Quadratic Equation Word Problem: Speed of a Flight

A worked distance, speed and time word problem that turns into a quadratic equation. We find the original duration of a 600 km flight that was slowed down by bad weather.

This lesson solves a classic class 10 word problem where an aircraft covering 600 km has its average speed reduced by 200 km/h, making the trip take 30 minutes longer. We set up the time equation, clear the fractions to form a quadratic, and solve it by factorisation.
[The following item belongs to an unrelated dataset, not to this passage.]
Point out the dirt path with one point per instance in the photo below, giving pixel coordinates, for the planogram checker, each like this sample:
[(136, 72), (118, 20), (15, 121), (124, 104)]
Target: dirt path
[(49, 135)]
We then reject the negative root and use the valid speed to find that the original flight lasted one hour.

What you'll learn

How to turn a distance, speed and time word problem into a quadratic equation
Writing the time taken as distance divided by speed and using the extra half hour as a condition
Clearing fractions and cross multiplying to reach a standard quadratic
Solving the quadratic by factorisation and rejecting the negative speed as impossible

Lesson chapters

0:00The flight speed problem

0:25Setting up speed, distance and time

1:18Forming the equation from the extra 30 minutes

3:09Cross multiplying into a quadratic

3:48Solving by factorisation

5:11Original speed and duration; key formulas

Lesson notes

This lesson works through a quadratic-equation word problem about a flight. A 600 km journey is slowed by bad weather, the average speed drops by 200 km/h, and the trip takes 30 minutes longer. We find the original duration of the flight.

Setting up the problem

Let the original average speed be $x$ kilometres per hour. The distance is fixed:

$\text{distance} = 600 \text{ km}.$

Using $\text{time} = \dfrac{\text{distance}}{\text{speed}}$ , the original time is

$t = \frac{600}{x} \text{ hours}.$

Due to bad weather the speed falls by $200$ km/h, so the new speed is $x - 200$ and the new time is

$\frac{600}{x - 200}.$

Translating the condition

The slower flight takes $30$ minutes more than the original. Converting $30$ minutes to hours gives $\tfrac{30}{60} = \tfrac{1}{2}$ , so

$\frac{600}{x - 200} = \frac{600}{x} + \frac{1}{2}.$

Combining the fractions

Move $\dfrac{600}{x}$ to the left and factor out $600$ :

$600\left(\frac{1}{x - 200} - \frac{1}{x}\right) = \frac{1}{2}.$

Taking the common denominator $x(x - 200)$ :

$600 \cdot \frac{x - (x - 200)}{x(x - 200)} = \frac{1}{2}.$

The numerator simplifies, since $x - (x - 200) = 200$ :

$600 \cdot \frac{200}{x(x - 200)} = \frac{1}{2}.$

Forming the quadratic

Cross multiplying gives

$600 \cdot 200 \cdot 2 = x(x - 200).$

The left side is $240000$ , so

$240000 = x^2 - 200x,$

which rearranges to the standard form

$x^2 - 200x - 240000 = 0.$

Solving by factorisation

We need two numbers whose product is $-240000$ and whose sum is $-200$ . The pair $-600$ and $400$ works, since $(-600) \times 400 = -240000$ and $(-600) + 400 = -200$ . Choosing signs to match:

$(x - 600)(x + 400) = 0.$

So $x = 600$ or $x = -400$ . A speed cannot be negative, so we reject $x = -400$ and keep

$x = 600 \text{ km/h}.$

Finding the original duration

The question asks for the original time, not the speed. Substituting back:

$t = \frac{600}{x} = \frac{600}{600} = 1 \text{ hour}.$

Key takeaways

Use $\text{distance} = \text{speed} \times \text{time}$ , so $\text{time} = \dfrac{\text{distance}}{\text{speed}}$ and $\text{speed} = \dfrac{\text{distance}}{\text{time}}$ .
To convert minutes to hours divide by $60$ ; to convert hours to minutes multiply by $60$ .
Clearing fractions in a time equation turns the word problem into a quadratic you can solve by factorisation, then reject any root that is physically impossible.